Zombie Book Review: Rise of the Hordeon January 8, 2013 at 12:00 am
We love zombie stories. We love road trip stories. Devan Sagliani combines the best of both genres in Zombie Attack: Rise of the Horde. Simply, during the zombie apocalypse, Xander and Benji hit the road for the base where Xander’s military brother has been assigned. Around this idea, Sagliani adds everything from herds of zombies and too-perfect safe havens to cannibals and Hollywood starlets. Like a great comic, there is something for everyone in this novel.
Let’s begin with Xander. This young man, a sixteen year-old martial arts and Katana expert, has a completely believable voice and Sagliani uses him to flawlessly describe both the characters’ current situation as well the past events that got them there. Xander is determined to find his brother and will let nothing keep him from his goal.

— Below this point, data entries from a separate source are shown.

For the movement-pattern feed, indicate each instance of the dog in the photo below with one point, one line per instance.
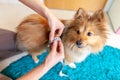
(82, 35)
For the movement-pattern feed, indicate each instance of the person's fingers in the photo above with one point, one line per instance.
(59, 32)
(61, 48)
(51, 35)
(54, 46)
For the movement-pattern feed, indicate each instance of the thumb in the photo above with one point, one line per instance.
(54, 46)
(51, 36)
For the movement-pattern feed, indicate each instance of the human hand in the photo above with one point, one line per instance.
(55, 55)
(56, 27)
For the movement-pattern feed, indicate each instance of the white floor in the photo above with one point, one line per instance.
(112, 39)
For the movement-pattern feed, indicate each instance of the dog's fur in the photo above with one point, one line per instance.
(83, 35)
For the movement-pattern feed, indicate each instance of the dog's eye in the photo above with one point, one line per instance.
(78, 32)
(89, 34)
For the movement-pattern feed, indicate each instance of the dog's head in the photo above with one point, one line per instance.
(86, 31)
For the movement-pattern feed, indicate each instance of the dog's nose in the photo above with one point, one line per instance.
(79, 43)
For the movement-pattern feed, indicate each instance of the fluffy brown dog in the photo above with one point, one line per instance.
(83, 35)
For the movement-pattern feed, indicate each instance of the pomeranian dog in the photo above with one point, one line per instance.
(82, 35)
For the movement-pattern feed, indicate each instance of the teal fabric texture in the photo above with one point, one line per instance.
(102, 66)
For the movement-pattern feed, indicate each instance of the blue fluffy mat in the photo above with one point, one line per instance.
(103, 66)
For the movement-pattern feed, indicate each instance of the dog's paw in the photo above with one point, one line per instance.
(72, 65)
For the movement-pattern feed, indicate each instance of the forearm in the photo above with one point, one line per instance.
(37, 6)
(36, 73)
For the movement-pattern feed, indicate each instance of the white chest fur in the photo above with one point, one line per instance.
(78, 55)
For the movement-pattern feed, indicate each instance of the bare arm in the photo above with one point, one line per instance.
(56, 26)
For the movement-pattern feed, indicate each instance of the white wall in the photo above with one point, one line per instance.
(108, 5)
(114, 14)
(13, 1)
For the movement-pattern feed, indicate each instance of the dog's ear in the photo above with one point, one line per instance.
(80, 14)
(99, 16)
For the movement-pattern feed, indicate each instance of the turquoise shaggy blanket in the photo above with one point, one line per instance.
(102, 66)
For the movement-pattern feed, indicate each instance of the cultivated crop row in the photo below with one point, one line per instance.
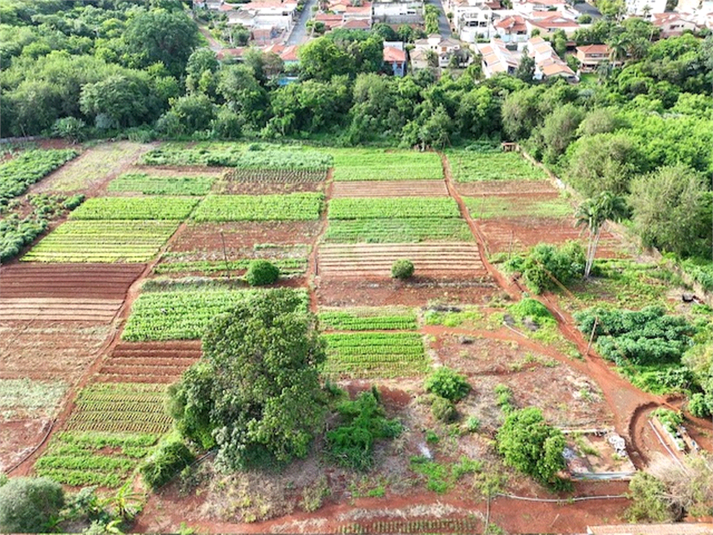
(180, 314)
(393, 207)
(474, 166)
(375, 164)
(293, 207)
(161, 185)
(372, 355)
(27, 168)
(76, 459)
(103, 241)
(368, 319)
(135, 208)
(397, 230)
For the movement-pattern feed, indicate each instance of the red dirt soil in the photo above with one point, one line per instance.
(149, 362)
(395, 188)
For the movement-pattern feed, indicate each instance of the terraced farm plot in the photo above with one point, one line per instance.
(473, 166)
(378, 164)
(135, 208)
(397, 230)
(292, 207)
(400, 188)
(49, 350)
(368, 319)
(394, 207)
(96, 281)
(59, 309)
(80, 459)
(93, 167)
(120, 408)
(180, 314)
(493, 206)
(103, 241)
(149, 362)
(438, 260)
(375, 355)
(22, 399)
(161, 185)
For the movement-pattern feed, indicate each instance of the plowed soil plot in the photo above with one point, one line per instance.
(95, 281)
(44, 350)
(375, 260)
(404, 188)
(207, 236)
(149, 362)
(417, 292)
(510, 234)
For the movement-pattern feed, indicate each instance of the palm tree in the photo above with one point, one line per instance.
(593, 213)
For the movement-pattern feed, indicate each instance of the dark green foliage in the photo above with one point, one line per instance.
(262, 273)
(27, 505)
(402, 269)
(362, 423)
(170, 458)
(448, 384)
(533, 447)
(545, 265)
(648, 336)
(443, 410)
(257, 389)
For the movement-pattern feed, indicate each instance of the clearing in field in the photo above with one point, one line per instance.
(393, 207)
(379, 164)
(396, 188)
(80, 459)
(368, 319)
(161, 185)
(103, 241)
(295, 206)
(93, 167)
(181, 314)
(430, 259)
(135, 208)
(398, 230)
(149, 362)
(472, 166)
(372, 355)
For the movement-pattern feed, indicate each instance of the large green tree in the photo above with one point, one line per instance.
(256, 390)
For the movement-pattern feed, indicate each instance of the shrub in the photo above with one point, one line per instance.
(170, 458)
(443, 410)
(402, 269)
(447, 383)
(262, 273)
(27, 505)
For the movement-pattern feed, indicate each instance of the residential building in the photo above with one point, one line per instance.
(591, 56)
(672, 24)
(497, 58)
(395, 57)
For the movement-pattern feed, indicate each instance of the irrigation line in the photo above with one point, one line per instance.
(563, 500)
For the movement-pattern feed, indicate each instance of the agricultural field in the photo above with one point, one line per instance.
(372, 355)
(379, 164)
(103, 241)
(292, 207)
(135, 208)
(398, 230)
(79, 459)
(29, 167)
(180, 314)
(474, 166)
(93, 167)
(368, 319)
(161, 185)
(393, 207)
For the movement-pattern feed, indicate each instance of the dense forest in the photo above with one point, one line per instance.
(138, 69)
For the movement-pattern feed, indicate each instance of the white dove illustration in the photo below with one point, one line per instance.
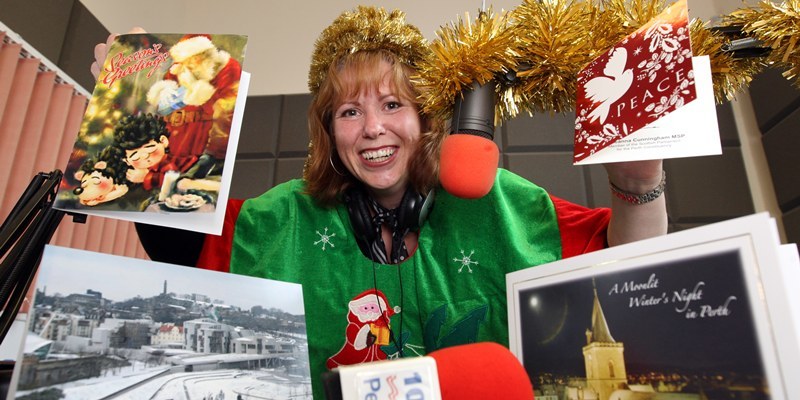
(605, 90)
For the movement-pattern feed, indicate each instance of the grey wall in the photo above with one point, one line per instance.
(777, 109)
(273, 142)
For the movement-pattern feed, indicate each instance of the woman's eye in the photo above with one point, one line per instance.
(350, 112)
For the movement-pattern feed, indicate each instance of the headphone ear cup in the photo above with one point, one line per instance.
(410, 210)
(360, 217)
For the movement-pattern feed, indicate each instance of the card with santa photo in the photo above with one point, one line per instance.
(163, 119)
(647, 97)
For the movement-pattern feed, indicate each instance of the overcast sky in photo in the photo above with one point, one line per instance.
(67, 271)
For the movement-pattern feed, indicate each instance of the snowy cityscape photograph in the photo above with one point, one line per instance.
(104, 327)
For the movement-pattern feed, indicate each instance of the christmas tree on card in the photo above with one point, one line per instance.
(159, 135)
(647, 97)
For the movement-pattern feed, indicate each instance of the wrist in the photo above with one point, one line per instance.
(641, 192)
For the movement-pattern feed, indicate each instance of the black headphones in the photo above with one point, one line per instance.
(411, 213)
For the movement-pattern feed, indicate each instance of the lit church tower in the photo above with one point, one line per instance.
(605, 364)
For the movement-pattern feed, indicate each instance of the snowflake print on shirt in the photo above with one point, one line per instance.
(466, 261)
(325, 239)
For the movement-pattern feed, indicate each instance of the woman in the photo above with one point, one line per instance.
(384, 275)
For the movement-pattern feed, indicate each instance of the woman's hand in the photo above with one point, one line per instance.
(101, 51)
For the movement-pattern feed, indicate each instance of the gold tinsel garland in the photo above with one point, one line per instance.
(465, 52)
(549, 41)
(777, 26)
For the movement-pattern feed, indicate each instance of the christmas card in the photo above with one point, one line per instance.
(702, 313)
(647, 97)
(104, 326)
(159, 136)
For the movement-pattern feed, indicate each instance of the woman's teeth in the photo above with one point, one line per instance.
(378, 155)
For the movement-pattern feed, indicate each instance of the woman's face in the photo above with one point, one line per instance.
(375, 133)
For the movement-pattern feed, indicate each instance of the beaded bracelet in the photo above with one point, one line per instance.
(639, 199)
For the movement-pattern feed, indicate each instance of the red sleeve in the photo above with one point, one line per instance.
(216, 252)
(583, 230)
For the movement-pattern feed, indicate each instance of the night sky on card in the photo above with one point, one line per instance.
(680, 323)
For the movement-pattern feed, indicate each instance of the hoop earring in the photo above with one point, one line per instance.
(330, 158)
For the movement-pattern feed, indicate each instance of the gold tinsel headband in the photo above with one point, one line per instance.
(365, 28)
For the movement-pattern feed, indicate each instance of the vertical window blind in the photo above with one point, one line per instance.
(41, 109)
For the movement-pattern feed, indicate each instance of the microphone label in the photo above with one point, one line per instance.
(404, 379)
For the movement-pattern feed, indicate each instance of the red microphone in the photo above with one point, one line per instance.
(469, 157)
(467, 372)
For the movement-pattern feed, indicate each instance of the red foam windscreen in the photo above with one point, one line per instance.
(481, 371)
(468, 165)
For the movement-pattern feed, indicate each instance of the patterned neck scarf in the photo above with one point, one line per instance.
(389, 217)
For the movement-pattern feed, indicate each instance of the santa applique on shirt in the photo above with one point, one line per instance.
(368, 329)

Benji, on the other hand, is an adorable twelve year-old bundle of baggage that Xander gladly totes around. These two are bound by a loyalty forged by tragedy, mutual need and genuine love. To illustrate this, Sagliani often allows Xander and Benji to chit-chat with seemingly meaningless dialog that later builds into background stories. It is this dialog that fills out these two characters and the strength of their relationship. In these moments, I hear conversations between my nephew and my son. Because of this, I found Xander and Benji to be relatable and genuine characters.
Did I mention that this is a road trip? Starting as a group of four, Xander leads his troop through one outrageous situation after another. Their first obstacle is John and the people of New Lompoc, a community working to regain normality. They work together peacefully to defend against an enemy biker gang called Unity. Or are they? Is John really such a great guy? Is Tank really a devoted second? Hmmmm? Better yet, how about letting that Hollywood starlet negotiate her way out of trouble? With a post-apocalyptic biker gang? While you wait? And wait until you meet cult leader Bryan Crowe; fun!
So, just as a comic book takes no real break between story lines and action, Rise gives the reader little time to breath. Fortunately, Sagliani acknowledges the unlikelihood of so many barriers and ridiculous situations happening back to back. Literally, I read Xander asking “WTF, again?” at the same time I thought it. This speaks volumes about Sagliani’s understanding of the reader. I’m willing to suspend disbelief for just about anything but give me credit for having a brain and a limit. Thanks Devan for doing that.
Finally, what really brings this entertaining story together is Sigliani’s writing style. He turns violence into poetry. Here is his description of a Molotov cocktail:
“As the bottle hurtles toward him it spun less, the force of gravity correcting it until it right side up with the thick bottom rushing down to kiss the asphalt. The flaming rag atop the bottle merrily danced like a wild-eyed, redheaded seductress, lost in the epiphany of the impending destruction it wantonly foretold.”
These types of descriptions flow from the pages beautifully and present the reader with a painting of the action. Again, like a frame from a comic, you can almost feel the heat of the cocktail from the description above.
Zombie Attack: Rise of the Horde is a very entertaining read with well-rounded characters and hilarious situations. Saliani is a gifted writer and I am anxious to see what he has up next.